As atrial pressure increases above that of the left ventricle, the
mitral valve opens, facilitating the passive flow of blood into the
left ventricle. Diastole ends with atrial contraction, which ejects
the remainder of blood that is transferred from the left atrium to
the left ventricle. The mitral valve closes at the end of atrial
contraction to prevent a reversal of blood flow from left ventricle
to left atrium. The human mitral valve is typically 4-6 cm.sup.2 in
opening area. There are two leaflets, the anterior leaflet and
posterior leaflet, which cover the opening of the mitral valve. The
opening of the mitral valve is surrounded by a fibrous ring called
the mitral valve annulus. The two leaflets are attached
circumferentially to the mitral valve annulus and can open and
close by hinging from the annulus during cardiac cycle. In a
normally-functioning mitral valve, the leaflets are connected to
the papillary muscles in the left ventricle by chordae tendineae.

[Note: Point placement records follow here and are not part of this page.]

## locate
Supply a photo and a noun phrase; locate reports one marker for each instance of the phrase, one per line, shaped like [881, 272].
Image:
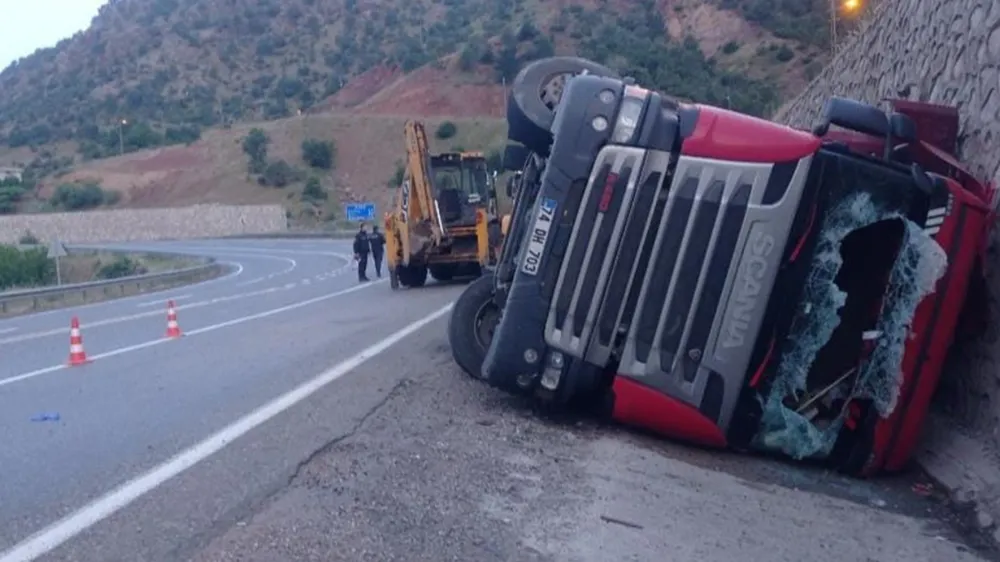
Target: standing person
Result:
[361, 249]
[377, 242]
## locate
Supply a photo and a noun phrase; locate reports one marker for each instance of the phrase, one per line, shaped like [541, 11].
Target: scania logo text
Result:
[748, 286]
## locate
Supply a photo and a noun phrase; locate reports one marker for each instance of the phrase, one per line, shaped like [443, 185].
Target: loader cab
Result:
[462, 185]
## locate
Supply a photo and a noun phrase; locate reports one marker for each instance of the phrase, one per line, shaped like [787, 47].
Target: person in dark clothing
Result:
[361, 249]
[377, 242]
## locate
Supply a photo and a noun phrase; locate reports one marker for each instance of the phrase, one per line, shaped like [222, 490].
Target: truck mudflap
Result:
[518, 346]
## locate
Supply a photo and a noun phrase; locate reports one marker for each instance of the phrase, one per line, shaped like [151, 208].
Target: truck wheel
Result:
[443, 272]
[412, 275]
[470, 328]
[535, 92]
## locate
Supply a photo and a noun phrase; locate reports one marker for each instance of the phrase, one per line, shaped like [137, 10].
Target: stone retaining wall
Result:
[944, 52]
[126, 225]
[941, 51]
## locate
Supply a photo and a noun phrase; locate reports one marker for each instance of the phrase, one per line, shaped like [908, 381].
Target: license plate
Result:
[538, 236]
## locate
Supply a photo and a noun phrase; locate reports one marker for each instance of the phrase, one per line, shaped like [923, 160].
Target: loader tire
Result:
[470, 328]
[412, 275]
[536, 90]
[443, 272]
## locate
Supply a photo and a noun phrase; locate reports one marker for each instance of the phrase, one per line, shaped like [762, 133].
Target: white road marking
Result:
[292, 265]
[195, 332]
[228, 249]
[138, 315]
[94, 512]
[236, 273]
[161, 301]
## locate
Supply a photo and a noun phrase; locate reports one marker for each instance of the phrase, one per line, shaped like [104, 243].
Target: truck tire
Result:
[536, 90]
[470, 328]
[412, 275]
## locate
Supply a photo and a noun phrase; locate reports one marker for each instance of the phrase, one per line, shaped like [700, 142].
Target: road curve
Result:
[305, 416]
[289, 310]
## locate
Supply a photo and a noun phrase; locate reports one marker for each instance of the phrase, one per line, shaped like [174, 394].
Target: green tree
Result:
[78, 197]
[446, 130]
[255, 146]
[278, 173]
[318, 153]
[313, 190]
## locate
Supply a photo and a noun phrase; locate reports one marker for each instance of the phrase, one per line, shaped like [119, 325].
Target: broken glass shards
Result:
[870, 270]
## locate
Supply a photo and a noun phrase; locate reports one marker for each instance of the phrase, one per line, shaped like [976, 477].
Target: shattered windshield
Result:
[788, 423]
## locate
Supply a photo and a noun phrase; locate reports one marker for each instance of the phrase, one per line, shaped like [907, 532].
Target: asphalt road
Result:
[305, 416]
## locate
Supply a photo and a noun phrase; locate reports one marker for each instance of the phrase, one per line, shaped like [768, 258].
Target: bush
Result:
[255, 147]
[25, 268]
[318, 154]
[28, 239]
[73, 197]
[123, 266]
[446, 130]
[313, 190]
[784, 54]
[278, 173]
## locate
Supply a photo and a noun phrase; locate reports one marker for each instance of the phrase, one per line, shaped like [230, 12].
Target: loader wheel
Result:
[443, 272]
[470, 328]
[412, 275]
[537, 90]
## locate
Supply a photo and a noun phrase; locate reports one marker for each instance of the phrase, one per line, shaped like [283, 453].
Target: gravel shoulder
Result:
[443, 468]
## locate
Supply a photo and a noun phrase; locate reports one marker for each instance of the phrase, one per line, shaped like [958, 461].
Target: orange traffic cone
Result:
[77, 356]
[173, 330]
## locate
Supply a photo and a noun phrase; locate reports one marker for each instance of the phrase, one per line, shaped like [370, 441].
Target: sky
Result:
[32, 24]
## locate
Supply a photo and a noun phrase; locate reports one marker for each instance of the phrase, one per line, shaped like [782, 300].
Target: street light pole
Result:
[121, 137]
[833, 27]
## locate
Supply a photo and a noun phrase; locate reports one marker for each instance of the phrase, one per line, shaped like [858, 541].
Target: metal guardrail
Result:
[293, 234]
[13, 303]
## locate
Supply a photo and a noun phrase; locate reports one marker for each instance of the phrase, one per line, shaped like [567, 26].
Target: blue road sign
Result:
[360, 211]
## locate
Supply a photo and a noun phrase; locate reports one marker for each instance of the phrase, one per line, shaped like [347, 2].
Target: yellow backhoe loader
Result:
[444, 215]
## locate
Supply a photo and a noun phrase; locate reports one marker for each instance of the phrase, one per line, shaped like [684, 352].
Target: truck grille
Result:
[652, 261]
[598, 227]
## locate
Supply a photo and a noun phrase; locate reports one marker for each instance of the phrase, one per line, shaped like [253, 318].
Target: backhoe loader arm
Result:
[418, 170]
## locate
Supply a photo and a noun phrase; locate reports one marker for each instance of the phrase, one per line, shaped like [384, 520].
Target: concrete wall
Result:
[125, 225]
[943, 51]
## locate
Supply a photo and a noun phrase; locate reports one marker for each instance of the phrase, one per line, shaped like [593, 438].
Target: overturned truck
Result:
[723, 279]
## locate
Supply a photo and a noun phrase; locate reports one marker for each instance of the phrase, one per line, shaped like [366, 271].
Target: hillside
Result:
[152, 73]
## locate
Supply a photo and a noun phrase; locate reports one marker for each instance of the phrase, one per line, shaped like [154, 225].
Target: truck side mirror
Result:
[511, 186]
[514, 157]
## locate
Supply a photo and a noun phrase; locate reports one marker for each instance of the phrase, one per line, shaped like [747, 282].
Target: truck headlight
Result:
[629, 114]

When the left ventricle contracts, the intraventricular pressure
forces the mitral valve to close, while chordae tendineae keep the
two leaflets coapting (i.e., to prevent two valve leaflets from
prolapsing into the left atrium and creating mitral regurgitation)
and prevent the valve from opening in the wrong direction (thereby
preventing blood from flowing back into the left atrium). Mitral
valve regurgitation can be caused by failed coaptation of the
native mitral leaflets. In other words, as shown in FIG. 1, when
the mitral leaflets failed to copat, and blood flows back into the
left atrium from ventricle during cardiac systole. FIG. 1
specifically shows the mitral valve with mitral regurgitation
(during cardiac diastole) having a longer A-P distance.

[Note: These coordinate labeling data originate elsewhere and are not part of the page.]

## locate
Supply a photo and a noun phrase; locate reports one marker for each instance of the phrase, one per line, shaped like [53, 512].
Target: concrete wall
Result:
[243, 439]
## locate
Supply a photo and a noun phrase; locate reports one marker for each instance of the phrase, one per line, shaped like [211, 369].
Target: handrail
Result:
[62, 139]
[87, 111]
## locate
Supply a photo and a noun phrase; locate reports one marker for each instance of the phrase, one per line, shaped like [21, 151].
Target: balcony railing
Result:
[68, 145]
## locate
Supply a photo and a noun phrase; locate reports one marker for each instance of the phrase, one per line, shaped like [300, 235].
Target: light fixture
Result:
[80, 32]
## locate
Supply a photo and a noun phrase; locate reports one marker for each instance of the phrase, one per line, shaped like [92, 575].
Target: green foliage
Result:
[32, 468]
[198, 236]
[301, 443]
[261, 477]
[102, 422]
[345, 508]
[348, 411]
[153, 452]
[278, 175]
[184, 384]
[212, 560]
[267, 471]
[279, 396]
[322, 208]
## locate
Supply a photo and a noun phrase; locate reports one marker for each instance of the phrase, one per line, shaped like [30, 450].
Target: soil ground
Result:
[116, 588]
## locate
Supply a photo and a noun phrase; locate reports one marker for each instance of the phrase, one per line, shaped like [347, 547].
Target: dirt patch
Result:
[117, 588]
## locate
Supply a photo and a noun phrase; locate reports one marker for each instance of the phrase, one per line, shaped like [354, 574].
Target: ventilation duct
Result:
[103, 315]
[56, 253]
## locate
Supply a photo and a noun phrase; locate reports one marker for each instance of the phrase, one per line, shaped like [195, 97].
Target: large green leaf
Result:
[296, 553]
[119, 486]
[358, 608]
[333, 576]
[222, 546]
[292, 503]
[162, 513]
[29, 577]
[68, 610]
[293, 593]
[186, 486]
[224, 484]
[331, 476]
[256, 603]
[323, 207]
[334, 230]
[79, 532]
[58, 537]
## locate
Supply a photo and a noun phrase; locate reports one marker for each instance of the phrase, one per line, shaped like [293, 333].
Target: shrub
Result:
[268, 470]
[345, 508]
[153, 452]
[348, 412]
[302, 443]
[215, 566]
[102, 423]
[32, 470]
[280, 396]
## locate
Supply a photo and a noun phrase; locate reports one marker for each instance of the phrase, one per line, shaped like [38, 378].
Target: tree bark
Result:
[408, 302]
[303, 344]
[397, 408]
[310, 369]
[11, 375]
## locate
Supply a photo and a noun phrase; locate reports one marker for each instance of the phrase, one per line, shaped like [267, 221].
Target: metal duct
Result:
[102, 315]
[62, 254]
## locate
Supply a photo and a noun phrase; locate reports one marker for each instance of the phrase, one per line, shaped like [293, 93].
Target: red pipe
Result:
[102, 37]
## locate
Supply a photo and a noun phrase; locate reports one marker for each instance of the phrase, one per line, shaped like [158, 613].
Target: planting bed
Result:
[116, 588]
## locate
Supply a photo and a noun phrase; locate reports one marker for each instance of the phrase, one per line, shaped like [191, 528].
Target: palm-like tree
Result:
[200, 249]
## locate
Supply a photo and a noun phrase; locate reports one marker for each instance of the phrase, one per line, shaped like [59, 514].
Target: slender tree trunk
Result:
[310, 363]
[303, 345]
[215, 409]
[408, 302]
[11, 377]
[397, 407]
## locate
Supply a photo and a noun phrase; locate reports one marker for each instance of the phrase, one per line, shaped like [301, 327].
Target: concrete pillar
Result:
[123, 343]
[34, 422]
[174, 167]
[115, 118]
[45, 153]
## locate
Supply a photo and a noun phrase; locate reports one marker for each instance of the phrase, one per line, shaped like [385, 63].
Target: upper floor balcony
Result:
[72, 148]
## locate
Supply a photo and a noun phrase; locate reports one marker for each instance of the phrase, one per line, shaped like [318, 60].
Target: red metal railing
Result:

[0004] Currently, the standard heart valve regurgitation treatment
options include surgical repair/treatment and endovascular
clipping. The standard surgical repair or replacement procedure
requires open-heart surgery, use of cardio-pulmonary bypass, and
stoppage of the heart. Because of the invasive nature of the
surgical procedure, risks of death, stroke, bleeding, respiratory
problems, renal problems, and other complications are significant
enough to exclude many patients from surgical treatment.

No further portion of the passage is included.